Thankfully, we persevered after countless hours of research, hundreds of miles of travel, so many phone calls, and numerous discussions with the congregation. Perhaps it was the fact that we encountered so many obstacles along the way that made the installation of the memorial on January 8, 2023 so satisfying.
And it was satisfying. This project–so many years in the making–finally came full circle.
All Hands on Deck
Dr. Moore woke up early that morning, picked up the headstone in Arcola (at the home of master stonemason Alan Orlicek), and drove to Water Valley to pick up MZMF fiscal agent Corey Crowder, who provided digging tools for the project. Then he drove to my house in Oxford, and we secured some cleaning supplies and water needed for the installation. On our way out of town, we met up with Abdul Ajibola, and he got into our vehicle to ride almost two hours to Benton County. Our spirits were high on the drive north through Holly Springs, and the excitement was palpable when my colleagues and I arrived at Shiloh Missionary Baptist Church.
Having taken years of hard work to reach this point, we wanted everything to go smoothly at least once. Dr. Moore drove his vehicle through the cemetery along a worn path right up to the location of the marker. Abdul pulled out the shovel and other implements of internment, and each of us took a turn breaking the earth that holds forever close the remains of Nathan Beauregard. His grave is located beside Rose Beaugard’s grave, which sits directly behind the church and served as the model for the new memorial.
All hands were on deck when it came to installation.
We had arrived early to install the marker and cover it respectfully. Yet, not long after we started installing the headstone, New York filmmaker Augusta Palmer arrived with a family member, carrying a bouquet of flowers to place on the grave. Shiloh MB Church member Verdie Cathey also arrived prior to the official start time to check out the installation process. Miss Cathey played a very instrumental role as our liaison to the deacons of the church. Had it not been for her kind disposition and diligent service to the congregation, we might very well have not succeeded in our efforts. We appreciate her willingness to work with us on this project.
Thank you so much Miss Cathey for contributing to the memorialization effort at Shiloh MB Church.
Over the next thirty minutes, we smiled as Memphian Tom Claypool (who previously attended the dedication of the Charlie Burse memorial in 2019) arrived with his wife. It was refreshing to welcome supporters all the way from Tennessee in rural Benton County. Although we did not expect a huge turnout at the church, especially since the members of Shiloh MB Church planned to organize a more lavish dedication ceremony at a later date, we gratefully welcomed everyone who attended the small ceremony.
Indeed, the size of the crowd did not take away from the importance of why we were there. Dr. Moore and Dr. Ajibola installed the marker admirably, and once it was in the ground and covered with the official MZMF shroud, which has been at every single dedication event since 1990, everyone was ecstatic.

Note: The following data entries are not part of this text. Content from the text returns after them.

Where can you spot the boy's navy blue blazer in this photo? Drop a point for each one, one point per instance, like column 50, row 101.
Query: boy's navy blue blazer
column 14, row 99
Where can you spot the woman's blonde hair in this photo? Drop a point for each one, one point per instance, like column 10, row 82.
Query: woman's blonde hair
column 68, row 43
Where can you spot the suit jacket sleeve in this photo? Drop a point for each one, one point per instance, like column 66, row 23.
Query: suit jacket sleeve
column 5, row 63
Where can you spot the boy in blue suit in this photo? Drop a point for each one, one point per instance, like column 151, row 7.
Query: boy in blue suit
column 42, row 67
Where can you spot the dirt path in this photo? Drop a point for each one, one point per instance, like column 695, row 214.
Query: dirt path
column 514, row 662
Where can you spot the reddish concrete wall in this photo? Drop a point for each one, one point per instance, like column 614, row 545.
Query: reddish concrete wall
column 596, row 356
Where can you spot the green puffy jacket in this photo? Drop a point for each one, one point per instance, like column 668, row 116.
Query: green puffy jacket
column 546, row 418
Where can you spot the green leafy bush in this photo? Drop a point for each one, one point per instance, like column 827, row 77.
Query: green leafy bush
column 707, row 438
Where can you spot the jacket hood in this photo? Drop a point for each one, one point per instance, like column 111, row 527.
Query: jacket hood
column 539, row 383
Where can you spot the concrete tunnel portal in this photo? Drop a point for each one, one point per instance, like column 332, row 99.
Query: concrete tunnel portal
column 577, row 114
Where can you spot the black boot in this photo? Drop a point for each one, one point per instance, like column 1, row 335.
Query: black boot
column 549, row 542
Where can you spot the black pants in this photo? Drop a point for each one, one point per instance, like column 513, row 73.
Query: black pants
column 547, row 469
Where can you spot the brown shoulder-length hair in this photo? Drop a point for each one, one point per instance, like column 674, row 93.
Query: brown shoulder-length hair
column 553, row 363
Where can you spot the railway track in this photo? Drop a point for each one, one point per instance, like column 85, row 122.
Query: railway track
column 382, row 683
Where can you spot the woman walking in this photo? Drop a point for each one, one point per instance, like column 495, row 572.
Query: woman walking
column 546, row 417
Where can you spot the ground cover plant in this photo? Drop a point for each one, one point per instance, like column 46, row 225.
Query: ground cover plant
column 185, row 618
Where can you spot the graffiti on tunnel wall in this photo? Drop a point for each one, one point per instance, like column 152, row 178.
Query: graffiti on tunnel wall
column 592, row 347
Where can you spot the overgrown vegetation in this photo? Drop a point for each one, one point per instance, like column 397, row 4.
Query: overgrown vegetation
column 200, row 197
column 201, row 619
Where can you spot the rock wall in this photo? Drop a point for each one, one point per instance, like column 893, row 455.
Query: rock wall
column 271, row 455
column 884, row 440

In the film “Good Mornin’ Blues”
Respect for a Blues Legend
Nathan Beauregard departed from this earth on May 25, 1970. His remains were carried back to his hometown of Ashland for burial alongside the remains of his family. In the final years preceding his death, he made an indelible imprint on the Memphis blues community, particularly on the blues revivalists who “discovered” his talents, recorded them for posterity, and gave him the opportunity to perform in front of so many blues enthusiasts at the Memphis Country Blues Festivals.
It took over fifty years to install a proper memorial on the grave of Nathan Beauregard. It took almost five years for the Mt. Zion Memorial Fund to complete its ethical process of memorialization, but thanks to the vision of Dr. Augusta Palmer, the diligent work ethic of Dr. Moore and his research team, and the organization’s dedication to responsible community engagement, the grave of Nathan Beauregard is marked forevermore and serves as a boon for the preservation of the cemetery at Shiloh MB Church.